Faruk Önalan / Yazar
17.11.2019

Şili darbesi dahil birçok kirli işte parmağı olan eski Dışişleri Bakanı Henry Kissinger’ın şu sözü, Amerika’nın Güney Amerika ülkelerine yönelik müdahalelerin görünürdeki bahanesini özetliyor, “Ülkesinin insanlarının sorumsuzluğu yüzünden bir ülkenin komünist olmasına seyirci kalamayız. Meseleler, Şilili seçmenlerin kararına bırakılamayacak kadar önemlidir.”


Mesele yine seçmen kararına bırakılmayacak kadar mühim!
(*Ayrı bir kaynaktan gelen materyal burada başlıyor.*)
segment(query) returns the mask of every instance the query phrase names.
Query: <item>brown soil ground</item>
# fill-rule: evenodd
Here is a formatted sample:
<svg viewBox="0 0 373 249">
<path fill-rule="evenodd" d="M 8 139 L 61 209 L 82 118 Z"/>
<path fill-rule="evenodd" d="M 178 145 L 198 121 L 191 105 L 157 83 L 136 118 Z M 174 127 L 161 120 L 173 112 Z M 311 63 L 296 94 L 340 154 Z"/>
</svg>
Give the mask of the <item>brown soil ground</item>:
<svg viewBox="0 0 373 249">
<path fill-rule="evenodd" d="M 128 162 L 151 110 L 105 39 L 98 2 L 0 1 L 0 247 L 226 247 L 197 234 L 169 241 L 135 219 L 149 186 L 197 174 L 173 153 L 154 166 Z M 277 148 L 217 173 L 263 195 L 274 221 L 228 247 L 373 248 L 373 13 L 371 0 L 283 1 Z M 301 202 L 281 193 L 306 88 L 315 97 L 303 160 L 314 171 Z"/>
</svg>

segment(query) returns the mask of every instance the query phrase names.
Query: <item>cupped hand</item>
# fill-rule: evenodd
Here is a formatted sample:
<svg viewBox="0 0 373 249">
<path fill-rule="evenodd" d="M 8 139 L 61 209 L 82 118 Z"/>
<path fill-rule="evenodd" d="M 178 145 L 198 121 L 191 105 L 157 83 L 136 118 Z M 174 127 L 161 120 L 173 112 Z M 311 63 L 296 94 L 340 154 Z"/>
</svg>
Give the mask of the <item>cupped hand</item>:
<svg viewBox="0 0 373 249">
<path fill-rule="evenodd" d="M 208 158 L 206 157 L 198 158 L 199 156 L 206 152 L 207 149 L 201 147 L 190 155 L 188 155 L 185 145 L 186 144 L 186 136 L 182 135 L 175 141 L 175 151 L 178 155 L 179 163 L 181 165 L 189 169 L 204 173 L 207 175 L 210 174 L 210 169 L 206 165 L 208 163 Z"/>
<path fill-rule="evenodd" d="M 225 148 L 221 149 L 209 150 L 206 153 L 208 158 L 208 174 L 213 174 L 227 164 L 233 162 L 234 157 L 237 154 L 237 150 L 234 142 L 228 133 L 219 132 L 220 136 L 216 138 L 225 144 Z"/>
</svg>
Güney Amerika ülkeleri 2019 sonbaharına her geçen gün, şiddet dozajı daha da artan protesto gösterileriyle girdi, ha keza Ortadoğu ve hatta uzak doğu. Şu günlerde Bolivya, Şili, Ekvator, Haiti, Venezuela (ilk zamanki şiddeti azalsa da Guaido yeni protestolara hazırlık yapıyor) ve Uruguay’da on binlerce insan sokaklarda. Onlarca kişi hayatını kaybetti, yüzlerce yaralı, binlerce gözaltı var. Protestoların ana teması yolsuzluk, yoksulluk, zamlar, enerji kesintileri… Tabii en önemli nokta,  Amerika’nın neredeyse yüzyıllık bir süreçte Latin Amerika’yı dizayn etme gayretleri. Latin Amerika’nın en büyük beş ekonomisinden üçü olan Arjantin, Brezilya ve Şili’de yönetim sağcı hükümetlerin elinde. Brezilya’da Bolsonaro, Arjantin’de Macri (Ekim ayındaki seçimlerde yenilgi aldı ve Aralık ayında koltuğu Alberto Fernandez’e devredecek.), Şili’de Pinera. Kıtada giderek etkinliklerini artıran Evanjeliklerin seçim süreçlerinde bu hükümetlerin seçilmesinde katkıları oldukça büyük. Zira aşırı sağcı Brezilya Devlet Başkanı Bolsonaro’nun, ABD’nin telkinleriyle ilk icraatlarından biri Tel-Aviv’deki elçilik binasını Kudüs’e taşımak oldu. Bu kararın ardından Guatemala Devlet Başkanı Jimmy Morales ve Mayıs 2018’de Paraguay Devlet Başkanı olan Horacio Cartes, elçiliklerini Kudüs’e taşıma kararı aldı. Ancak Ağustos 2018’de Paraguay Başkanlık görevini devralan Lübnan asıllı Mario Abdo Benitez, koltuğa oturur oturmaz “Paraguay, ilkeli bir devlettir. Her zaman, uluslararası hukuka saygılı olacağız.” sözleriyle, Kudüs’teki elçilik binasını tekrar Tel-Aviv’e taşıma kararı aldı. 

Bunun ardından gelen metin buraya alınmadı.